I have large pdf file around pages of 92k , not able to extract the text , getting memory out of exception , look into this tried following code
code 1:

				    `foreach (Page pdfPage in pdfDocument.Pages)
				{
					using (MemoryStream textStream = new MemoryStream())
					{
						// Create text device
						TextDevice textDevice = new TextDevice(new TextExtractionOptions(TextExtractionOptions.TextFormattingMode.Pure));

						// Convert a particular page and save text to the stream
						textDevice.Process(pdfPage, textStream);
						textStream.Close();
						pdfText += $"{Encoding.Unicode.GetString(textStream.ToArray())} ";
					}

					pdfPage.Dispose();
				}
			}

`

code 2:

// Open document
			using (Document pdfDocument = new Document(pdfPath))
			{
				// Create TextAbsorber object to extract text
				TextAbsorber textAbsorber = new TextAbsorber();

				// Accept the absorber for all the pages
				pdfDocument.Pages.Accept(textAbsorber);

				// Get the extracted text
				return textAbsorber.Text;
			}

not able to attached the pdf here

sergei.shibanov · July 11, 2023, 9:31am

@abdulkadirsabirbohari
To reproduce the issue, I need the file with which this happens. You can upload it to the cloud and attach the link here.

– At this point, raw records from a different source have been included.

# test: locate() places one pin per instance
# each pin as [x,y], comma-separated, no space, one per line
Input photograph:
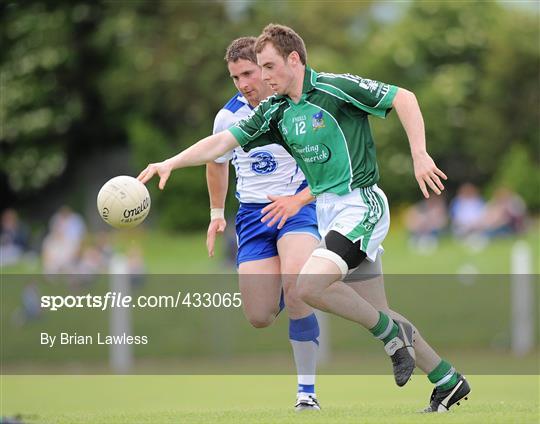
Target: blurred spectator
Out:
[425,222]
[13,238]
[466,211]
[505,214]
[62,245]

abdulkadirsabirbohari · July 11, 2023, 11:44am

you can download from this link

sergei.shibanov · July 11, 2023, 2:32pm

@abdulkadirsabirbohari
Thank you that attached the file.
I downloaded and unpacked it. I got error messages when viewing in Adobe Acrobat (Error.png (39.0 KB) page 37291 is one example). I checked the file in Adobe Preflight and it showed a similar error.
Adobe Preflight.jpg (196.3 KB)

Thus, the reason is in the damaged file.

abdulkadirsabirbohari · July 17, 2023, 5:25am

if possible for you to take same example and try it, i can view pdf in Adobe Acrobat . please provide any working solution .

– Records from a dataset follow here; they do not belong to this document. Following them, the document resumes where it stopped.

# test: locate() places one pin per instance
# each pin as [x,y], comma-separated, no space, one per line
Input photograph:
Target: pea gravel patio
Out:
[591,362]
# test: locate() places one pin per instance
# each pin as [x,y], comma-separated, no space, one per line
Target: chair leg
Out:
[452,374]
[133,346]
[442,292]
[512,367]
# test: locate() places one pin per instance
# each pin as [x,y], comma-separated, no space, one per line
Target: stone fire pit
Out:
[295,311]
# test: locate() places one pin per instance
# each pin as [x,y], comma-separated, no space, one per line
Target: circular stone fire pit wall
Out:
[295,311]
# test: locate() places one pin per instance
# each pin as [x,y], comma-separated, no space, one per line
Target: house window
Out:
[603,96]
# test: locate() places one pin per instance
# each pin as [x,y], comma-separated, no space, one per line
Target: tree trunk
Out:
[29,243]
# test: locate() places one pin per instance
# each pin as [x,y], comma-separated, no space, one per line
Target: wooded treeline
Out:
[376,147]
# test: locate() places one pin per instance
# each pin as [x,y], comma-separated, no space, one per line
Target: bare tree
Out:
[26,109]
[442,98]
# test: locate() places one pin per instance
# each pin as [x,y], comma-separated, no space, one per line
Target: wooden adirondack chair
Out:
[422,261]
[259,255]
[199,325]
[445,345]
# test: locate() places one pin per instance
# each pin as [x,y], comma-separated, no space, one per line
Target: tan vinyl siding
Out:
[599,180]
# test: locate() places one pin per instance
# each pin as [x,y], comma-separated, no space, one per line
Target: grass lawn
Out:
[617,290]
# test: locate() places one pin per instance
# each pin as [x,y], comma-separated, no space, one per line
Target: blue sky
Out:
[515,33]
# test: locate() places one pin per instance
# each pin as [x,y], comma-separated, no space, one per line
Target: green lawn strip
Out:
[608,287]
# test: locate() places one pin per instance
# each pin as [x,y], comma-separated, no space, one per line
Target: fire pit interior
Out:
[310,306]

sergei.shibanov · July 17, 2023, 3:04pm

When you go to some pages (for example, to 37291), an error message is displayed. You can try processing page by page and then concatenate the results for those pages whose processing was successful.

abdulkadirsabirbohari · July 18, 2023, 7:00am

can you share code sample for the same , so I can try it out at my end

sergei.shibanov · July 18, 2023, 10:05am

@abdulkadirsabirbohari
For first code snippet use:
Page pdfPage = pdfDocument.Pages[i]
with for loop

for second code snippet use:
pdfDocument.Pages[i].Accept(textAbsorber); // were i variable of for loop
instead
pdfDocument.Pages.Accept(textAbsorber);